First he lost his wife, which was a “great denial” to him. She fell from a cliff while she was pegging out the linen, and the substance of her frame prevented her from ever getting over it. And after that he lost his son, his only son—for all the Gundries were particular as to quality; and the way in which he lost his son made it still more sad for him.

A reputable and valued woman had disappeared in a hasty way from a cattle-place down the same side of the hills. The desire of the Indians was to enlarge her value and get it. There were very few white men as yet within any distance to do good; but Sampson Gundry vowed that, if the will of the Lord went with him, that woman should come back to her family without robbing them of sixpence.

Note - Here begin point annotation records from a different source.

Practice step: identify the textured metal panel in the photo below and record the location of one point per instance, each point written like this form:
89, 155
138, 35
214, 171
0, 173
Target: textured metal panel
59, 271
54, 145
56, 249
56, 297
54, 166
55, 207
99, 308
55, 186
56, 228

To this intent he started with a company of some twenty men—white or black or middle-colored (according to circumstances). He was their captain, and his son Elijah their lieutenant. Elijah had only been married for a fortnight, but was full of spirit, and eager to fight with enemies; and he seems to have carried this too far; for all that came back to his poor bride was a lock of his hair and his blessing. He was buried in a bed of lava on the western slope of Shasta, and his wife died in her confinement, and was buried by the Blue River.

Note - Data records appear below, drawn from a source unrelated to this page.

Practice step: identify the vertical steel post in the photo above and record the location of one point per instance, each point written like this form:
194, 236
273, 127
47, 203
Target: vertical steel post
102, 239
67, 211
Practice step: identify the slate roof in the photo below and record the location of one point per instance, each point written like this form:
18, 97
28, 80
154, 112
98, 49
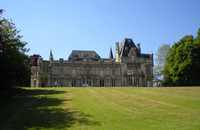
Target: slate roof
84, 55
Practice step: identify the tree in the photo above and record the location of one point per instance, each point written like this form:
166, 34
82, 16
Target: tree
160, 60
14, 67
182, 64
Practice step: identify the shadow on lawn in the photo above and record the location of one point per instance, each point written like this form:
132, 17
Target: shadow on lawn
29, 109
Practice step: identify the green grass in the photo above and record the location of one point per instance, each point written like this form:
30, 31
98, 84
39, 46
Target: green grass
102, 109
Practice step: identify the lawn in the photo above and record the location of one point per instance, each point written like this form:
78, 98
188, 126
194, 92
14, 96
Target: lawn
102, 109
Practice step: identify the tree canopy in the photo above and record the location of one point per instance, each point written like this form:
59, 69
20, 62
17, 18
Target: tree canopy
14, 67
183, 62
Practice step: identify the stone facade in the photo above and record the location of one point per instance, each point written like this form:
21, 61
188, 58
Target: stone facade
130, 67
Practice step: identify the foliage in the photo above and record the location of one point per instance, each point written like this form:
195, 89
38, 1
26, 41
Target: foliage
182, 65
160, 61
14, 66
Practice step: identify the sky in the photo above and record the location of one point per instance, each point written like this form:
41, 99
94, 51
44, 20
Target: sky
66, 25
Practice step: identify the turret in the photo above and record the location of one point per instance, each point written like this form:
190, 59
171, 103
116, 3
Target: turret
111, 54
117, 52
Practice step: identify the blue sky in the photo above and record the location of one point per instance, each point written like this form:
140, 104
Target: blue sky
65, 25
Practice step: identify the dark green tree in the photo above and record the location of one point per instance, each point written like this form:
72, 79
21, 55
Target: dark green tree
182, 64
14, 63
160, 60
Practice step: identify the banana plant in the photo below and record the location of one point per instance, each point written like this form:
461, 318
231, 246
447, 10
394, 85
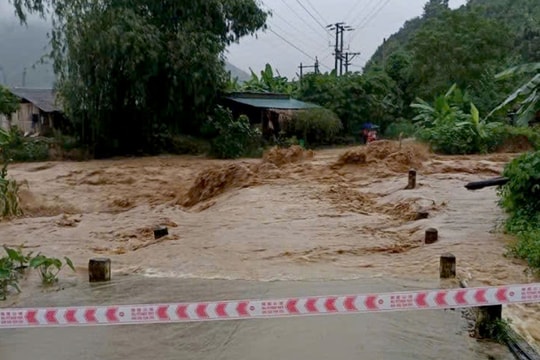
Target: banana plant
528, 95
268, 81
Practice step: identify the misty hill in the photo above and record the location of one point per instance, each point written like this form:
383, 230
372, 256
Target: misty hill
24, 47
521, 16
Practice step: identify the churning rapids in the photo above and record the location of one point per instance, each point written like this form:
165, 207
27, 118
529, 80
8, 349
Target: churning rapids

It was said at the time and long afterward that Elijah Gundry—thus cut short—was the finest and noblest young man to be found from the mountains to the ocean. His father, in whose arms he died, led a sad and lonely life for years, and scarcely even cared (although of Cornish and New England race) to seize the glorious chance of wealth which lay at his feet beseeching him. By settlement he had possessed himself of a large and fertile district, sloping from the mountain-foot along the banks of the swift Blue River, a tributary of the San Joaquin. And this was not all; for he also claimed the ownership of the upper valley, the whole of the mountain gorge and spring head, whence that sparkling water flows. And when that fury of gold-digging in 1849 arose, very few men could have done what he did without even thinking twice of it.

For Sampson Gundry stood, like a bull, on the banks of his own river, and defied the worst and most desperate men of all nations to pollute it. He had scarcely any followers or steadfast friends to back him; but his fame for stern courage was clear and strong, and his bodily presence most manifest. Not a shovel was thrust nor a cradle rocked in the bed of the Blue River.

But when a year or two had passed, and all the towns and villages, and even hovels and way-side huts, began to clink with money, Mr. Gundry gradually recovered a wholesome desire to have some. For now his grandson Ephraim was growing into biped shape, and having lost his mother when he first came into the world, was sure to need the more natural and maternal nutriment of money.

Therefore Sampson Gundry, though he would not dig for gold, wrought out a plan which he had long thought of. Nature helped him with all her powers of mountain, forest, and headlong stream. He set up a saw-mill, and built it himself; and there was no other to be found for twelve degrees of latitude and perhaps a score of longitude.